We often hear or read about people who live to be 100 years of age. Most will get their name in the paper or even have Willard Scott show their picture on national morning television. But the observation that turning 100 will be a “common place event” in the near future causes some interesting thoughts.

Suppose we all jog, wear our safety belts, and cut down on our cholesterol intake. How long can we expect to live? What is the likelihood of living to be 100? It may not be as far-fetched as we think.

One of the nation’s experts on the topic, Dr. Kenneth Pelletier of the University of California School of Medicine in San Francisco, has written an interesting book titled “Longevity: Fulfilling Our Biological Potential.”

The Bible states, “The days of our years are threescore years and ten; and if by reason of strength they be fourscore years, yet is their strength labor and sorrow” (Psalms 90:10). Yet, despite the widespread belief that we will live to be 70 or 80 years of age, Pelletier notes that the human life span has much greater potential.

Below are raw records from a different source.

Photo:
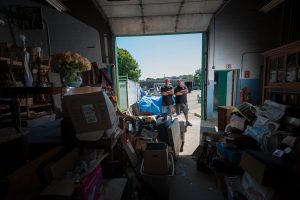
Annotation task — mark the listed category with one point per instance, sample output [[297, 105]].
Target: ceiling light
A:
[[272, 4], [58, 5]]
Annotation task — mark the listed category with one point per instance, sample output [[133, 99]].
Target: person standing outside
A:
[[167, 93], [181, 100]]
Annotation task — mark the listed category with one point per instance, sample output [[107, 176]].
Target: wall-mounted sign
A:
[[228, 66], [247, 74]]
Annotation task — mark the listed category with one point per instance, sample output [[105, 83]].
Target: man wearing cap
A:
[[167, 101], [181, 100]]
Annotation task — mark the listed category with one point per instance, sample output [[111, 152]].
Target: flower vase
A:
[[73, 81], [28, 80]]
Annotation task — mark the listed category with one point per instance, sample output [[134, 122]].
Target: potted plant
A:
[[70, 65]]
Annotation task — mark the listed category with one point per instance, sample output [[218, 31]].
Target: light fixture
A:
[[58, 5], [272, 4]]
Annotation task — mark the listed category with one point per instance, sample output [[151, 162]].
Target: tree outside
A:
[[128, 65]]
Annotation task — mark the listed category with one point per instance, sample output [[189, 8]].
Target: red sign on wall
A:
[[228, 66], [247, 74]]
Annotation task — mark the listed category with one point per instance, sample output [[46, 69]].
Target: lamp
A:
[[58, 5]]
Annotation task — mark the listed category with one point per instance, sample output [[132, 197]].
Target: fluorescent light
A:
[[58, 5], [272, 4]]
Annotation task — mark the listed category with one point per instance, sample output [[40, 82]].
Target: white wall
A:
[[66, 32], [239, 28]]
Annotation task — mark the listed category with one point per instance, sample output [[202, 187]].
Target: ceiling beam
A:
[[156, 3], [142, 15], [145, 16], [178, 14]]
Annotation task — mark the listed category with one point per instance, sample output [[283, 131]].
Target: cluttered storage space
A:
[[256, 152], [63, 136]]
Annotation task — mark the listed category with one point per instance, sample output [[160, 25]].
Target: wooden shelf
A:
[[20, 64], [38, 105], [277, 67]]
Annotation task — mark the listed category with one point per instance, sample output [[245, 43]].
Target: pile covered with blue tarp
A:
[[150, 104]]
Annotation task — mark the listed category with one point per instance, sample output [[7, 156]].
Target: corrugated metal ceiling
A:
[[141, 17]]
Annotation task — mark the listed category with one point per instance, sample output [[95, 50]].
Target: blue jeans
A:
[[166, 109]]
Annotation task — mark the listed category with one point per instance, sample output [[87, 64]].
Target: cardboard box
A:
[[91, 112], [84, 185], [238, 122], [254, 190], [156, 159], [24, 183], [175, 137], [149, 134], [253, 167], [141, 144]]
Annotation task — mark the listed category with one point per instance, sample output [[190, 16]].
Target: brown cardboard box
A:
[[24, 183], [156, 159], [141, 144], [254, 190], [224, 113], [253, 167], [91, 112]]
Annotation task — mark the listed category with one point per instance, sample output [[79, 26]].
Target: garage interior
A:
[[62, 135]]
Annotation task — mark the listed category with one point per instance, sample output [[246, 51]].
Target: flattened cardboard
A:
[[66, 187], [156, 159]]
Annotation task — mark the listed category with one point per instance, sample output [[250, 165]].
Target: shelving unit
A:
[[282, 74]]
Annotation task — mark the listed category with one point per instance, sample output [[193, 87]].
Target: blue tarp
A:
[[151, 104]]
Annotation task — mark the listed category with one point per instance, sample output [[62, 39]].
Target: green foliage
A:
[[128, 65], [197, 77]]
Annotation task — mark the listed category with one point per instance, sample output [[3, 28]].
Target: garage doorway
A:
[[177, 62]]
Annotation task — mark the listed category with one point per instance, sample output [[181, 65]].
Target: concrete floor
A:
[[188, 183]]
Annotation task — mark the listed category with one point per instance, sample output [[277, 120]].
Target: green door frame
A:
[[204, 76], [117, 70]]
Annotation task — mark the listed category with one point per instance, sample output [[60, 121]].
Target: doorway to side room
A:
[[225, 88]]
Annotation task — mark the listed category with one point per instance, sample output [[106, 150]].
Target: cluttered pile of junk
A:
[[257, 155], [104, 154], [142, 149]]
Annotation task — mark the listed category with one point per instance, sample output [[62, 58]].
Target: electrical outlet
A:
[[2, 22]]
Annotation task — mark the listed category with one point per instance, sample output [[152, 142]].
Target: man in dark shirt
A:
[[181, 100], [167, 101]]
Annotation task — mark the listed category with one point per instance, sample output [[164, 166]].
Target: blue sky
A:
[[169, 55]]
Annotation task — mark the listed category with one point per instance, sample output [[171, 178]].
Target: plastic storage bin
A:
[[158, 185], [233, 155]]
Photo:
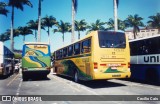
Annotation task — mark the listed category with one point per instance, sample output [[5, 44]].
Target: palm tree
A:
[[24, 31], [155, 21], [74, 10], [121, 24], [134, 21], [116, 3], [48, 22], [39, 20], [80, 26], [34, 26], [4, 37], [63, 28], [3, 10], [19, 5], [96, 26]]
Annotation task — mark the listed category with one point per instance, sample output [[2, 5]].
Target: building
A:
[[142, 33]]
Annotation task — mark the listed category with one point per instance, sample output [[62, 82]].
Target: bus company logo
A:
[[151, 59], [6, 98]]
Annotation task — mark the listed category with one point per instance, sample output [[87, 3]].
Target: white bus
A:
[[145, 58], [6, 60]]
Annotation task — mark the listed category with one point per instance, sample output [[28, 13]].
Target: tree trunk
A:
[[35, 35], [23, 38], [63, 38], [78, 34], [73, 26], [48, 36], [39, 21], [115, 16], [12, 26]]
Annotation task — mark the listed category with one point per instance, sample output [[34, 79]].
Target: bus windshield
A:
[[112, 40], [36, 50]]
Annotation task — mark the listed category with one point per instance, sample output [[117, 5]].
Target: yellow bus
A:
[[100, 55]]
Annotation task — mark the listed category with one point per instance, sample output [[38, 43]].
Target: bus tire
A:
[[76, 79]]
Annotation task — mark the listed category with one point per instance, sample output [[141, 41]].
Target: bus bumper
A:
[[111, 75], [35, 72]]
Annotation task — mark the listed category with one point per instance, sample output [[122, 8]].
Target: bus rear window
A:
[[36, 50], [112, 40]]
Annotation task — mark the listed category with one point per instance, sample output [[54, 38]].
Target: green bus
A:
[[36, 60]]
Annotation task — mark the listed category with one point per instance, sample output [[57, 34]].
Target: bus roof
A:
[[89, 35], [158, 35], [36, 43]]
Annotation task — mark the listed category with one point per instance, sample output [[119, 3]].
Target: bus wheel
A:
[[24, 77], [76, 77]]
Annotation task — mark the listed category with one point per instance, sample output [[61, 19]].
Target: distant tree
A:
[[24, 31], [110, 23], [80, 26], [19, 5], [155, 21], [63, 27], [98, 25], [48, 22], [134, 21], [3, 10], [4, 37]]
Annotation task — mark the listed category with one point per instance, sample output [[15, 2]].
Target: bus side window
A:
[[77, 48], [65, 52], [86, 46]]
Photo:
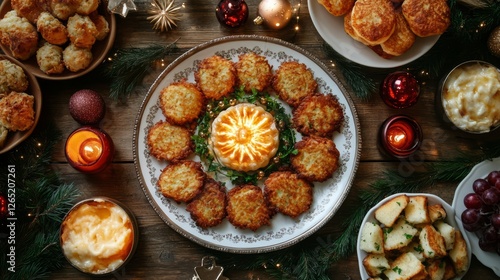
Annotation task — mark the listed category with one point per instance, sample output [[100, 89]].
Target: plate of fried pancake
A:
[[380, 33], [285, 205]]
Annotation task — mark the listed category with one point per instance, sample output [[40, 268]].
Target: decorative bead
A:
[[232, 13]]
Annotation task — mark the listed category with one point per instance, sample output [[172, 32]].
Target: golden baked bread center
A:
[[244, 137]]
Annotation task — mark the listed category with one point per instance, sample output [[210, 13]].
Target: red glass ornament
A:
[[400, 90], [400, 136], [89, 149], [232, 13]]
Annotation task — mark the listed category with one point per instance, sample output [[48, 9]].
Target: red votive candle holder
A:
[[400, 90], [89, 149], [400, 136]]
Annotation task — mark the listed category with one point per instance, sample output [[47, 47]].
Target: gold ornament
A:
[[164, 14], [274, 13], [494, 42]]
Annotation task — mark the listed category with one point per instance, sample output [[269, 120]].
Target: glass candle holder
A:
[[400, 136], [400, 90], [89, 149]]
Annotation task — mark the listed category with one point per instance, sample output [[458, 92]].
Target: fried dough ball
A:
[[247, 208], [63, 9], [12, 77], [51, 29], [317, 158], [86, 7], [50, 59], [287, 193], [401, 40], [293, 81], [208, 209], [318, 114], [76, 59], [216, 77], [182, 180], [169, 142], [16, 111], [427, 17], [373, 20], [253, 71], [181, 102], [81, 31], [337, 7], [29, 9], [101, 25], [19, 35]]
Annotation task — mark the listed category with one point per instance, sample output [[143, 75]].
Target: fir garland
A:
[[41, 201]]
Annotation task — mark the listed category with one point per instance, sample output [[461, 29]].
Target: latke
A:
[[216, 77], [318, 114], [317, 158], [401, 40], [373, 20], [208, 208], [181, 102], [247, 207], [253, 72], [337, 7], [287, 193], [182, 181], [169, 142], [293, 81], [427, 17]]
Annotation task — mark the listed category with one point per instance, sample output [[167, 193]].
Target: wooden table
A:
[[164, 254]]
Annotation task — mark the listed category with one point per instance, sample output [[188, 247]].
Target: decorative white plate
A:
[[283, 231], [481, 170], [331, 29], [432, 200]]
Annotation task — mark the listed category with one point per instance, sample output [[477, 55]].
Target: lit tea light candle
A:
[[400, 136], [89, 149]]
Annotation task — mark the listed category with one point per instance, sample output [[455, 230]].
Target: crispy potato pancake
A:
[[293, 81], [216, 77], [208, 209], [427, 17], [181, 102], [287, 193], [247, 207], [182, 181], [317, 158], [169, 142], [373, 20], [318, 114], [253, 72], [337, 7]]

He notes the report of an Englishman named Thomas Parr, who was reputed to have died in 1635 at the age of 152. There is also the claim that Christian Drakenberg of Norway lived to be 145. In 1970 the Novosti Press Agency reported A Russian woman, Ashura Omarova, who lived to be 195. Charlie Smith, a former slave, lived the longest of anyone known in the United States; he died on October 7, 1979 . . . at the age of 137.

In 1799 a man known as J. Easton published a book titled “Human Longevity,” which contained the names of 1,712 individuals who had lived at least one hundred years between 66 A.D. and 1799. More recently, Representative Claude Pepper of Florida noted that the number of centenarians in the United States had risen from 3,000 in 1969 to well over 10,000 now.

What if living to be 100 soon becomes commonplace? What implications does this have for marriage? We may be moving into an era when 60 to 75 years of marriage may also become the norm.

If we are going to live to be 100 years of age, we might rethink or reconsider some dimensions of our lives. What are we doing, or not doing for that matter, right now that might have great impact later on? If we retire at 65, what will we do with the other 35 years of our lives, assuming we live to 100? What habits do we have now that will likely affect our physical health, our minds, and metal capabilities, our work or employment and most important of all, our relationships by our 100th year?

Susan and I will be married 23 years next June. But according to Koop and Pelletier, we may not yet have completed the first of three laps of married life. I can foresee 50 years of marriage and our golden wedding anniversary on June 5, 2015. But what will married life be like for us during the last lap, between the years 2015 and 2040?

Along with 100 years of life, will 75 years of marriage also become the norm during the 21st century? It’s an interesting thought with a multitude of implications.